By VICTORIA HILLS ’14
Co-Editor in Chief
Baby, it’s cold outside.
We’ve had three major snowstorms in two weeks. When we’re not kicking aside snow drifts, we’re picking our way around lakes of slush. Temperatures rarely and barely bob above zero. New England, with its nasty predisposition to five months of winter, is conspiring against our workout schedules.
We want to go work out (no, really, we do!) but it’s too cold and wet outside, and the sports center is tucked into a remote corner of campus. Shh, don’t yell so loud. I can hear you from here. You’re saying, “I want to have a firm bod come beach season! But I want to be toned, not, like, popsicle firm. I don’t want to freeze to death.”

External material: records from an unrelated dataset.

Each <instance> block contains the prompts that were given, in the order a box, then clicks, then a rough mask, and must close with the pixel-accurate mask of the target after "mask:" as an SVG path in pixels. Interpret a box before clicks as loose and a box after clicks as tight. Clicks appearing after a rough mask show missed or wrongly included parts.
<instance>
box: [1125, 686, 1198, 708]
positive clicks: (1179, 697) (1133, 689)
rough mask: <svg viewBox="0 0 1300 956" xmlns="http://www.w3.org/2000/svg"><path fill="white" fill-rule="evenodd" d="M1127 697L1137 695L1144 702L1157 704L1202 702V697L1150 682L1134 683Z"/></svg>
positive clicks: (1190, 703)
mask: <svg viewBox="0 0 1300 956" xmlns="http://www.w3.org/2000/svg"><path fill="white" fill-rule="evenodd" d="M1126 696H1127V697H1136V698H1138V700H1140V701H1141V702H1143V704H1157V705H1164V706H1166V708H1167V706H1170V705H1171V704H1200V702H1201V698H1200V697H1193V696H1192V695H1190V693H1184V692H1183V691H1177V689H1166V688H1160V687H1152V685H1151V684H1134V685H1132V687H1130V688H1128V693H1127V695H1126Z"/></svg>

Amen. The tundra is a dangerous place! Luckily for you, there’s a slew of great, demanding workouts that can be done without leaving your dorm. While it’s true that some exercises are difficult to do outside of a gym, a little creativity, a few square feet of floor space and some good old-fashioned stubbornness can keep us tough and toned through the winter months—without risking frost bite.
Basic exercises circuit
The first, most basic and most boring option is to loop a set of basic exercises for 10 to 40 minutes, depending on how much time you have, how strong you are and how many bowls of ice cream you’re planning on wolfing down for dinner.
Choose a series of simple, familiar exercises. Situps, planks, pushups, mountain climbers, squats and stationary lunges are all good options. How many of each do you want to do? Set goals: in the next 30 minutes I want to do 300 situps, 50 pushups, 200 squats and five minutes of planks. Then break the exercises up into groups. Do 60 situps, 10 pushups, 40 squats and a one-minute plank, and repeat until you’ve reached your goal. You could also break up the repetitions so your workout increases or decreases in effort—that is, make the first or last sets of the exercises shorter or longer.
Tip: the standard-issue desk chairs in every dorm room are almost perfectly sized for elbow tips. With your legs stretched out in front of you, brace your palms on the ends of the armrests and use only your arms to raise and lower your body. Lower yourself until your arm makes a right angle, raise yourself until your arms are straight (but don’t lock your joints); repeat.
YouTube is your friend
You are so over everything. You will scream if you see one more number today. You are definitely not in the mood for counting anything, even situps! Forget the boring exercise circuits. YouTube will save you.
The last thing college students need to be taught is how to use a search engine. Suffice to say that YouTube is chock-full of great workout videos. Zumba for beginners? Intermediate Pilates? Dynamic yoga? Twenty-minute kickboxing routine with cooldown? Check, check, check. You can attend a fitness class from the comfort of your own room.
There’s an app for that
Yes, there’s an app for logging how many squats you do every day (“Squats” even counts the squats as you do them, if you hold your phone correctly). Ditto for pushups and situps. The Nike Training app talks you through 15- to 45-minute workouts, many of which can be done with some free floor space in your dorm room. If you want to focus on a specific set of muscles, a lot of apps are dedicated to toning certain areas of your body—the Six Pack app, for instance, provides workouts for your core.
It’s 2014. There’s no need to ask “Is there an app for—?” The answer is yes. Find workout apps under the “Health and Fitness” category of the Apple app store, or under similarly named categories for Android and other smartphones.
#tbt to primitive stair-steppers
StairMasters are neat machines. Unsurprisingly, simulating the movement of climbing stairs tones your glutes, quads, hamstrings, calves and even core. Luckily for us, most dorms have secondary staircases, tucked at the end of hallways, that are almost never used. If the weather is too miserable for a trip to the sports center, or if the walls of your room are closing in on you, lace up your runners and start climbing stairs. Walk, jog or sprint—any of these is better than staring at a computer screen for another hour.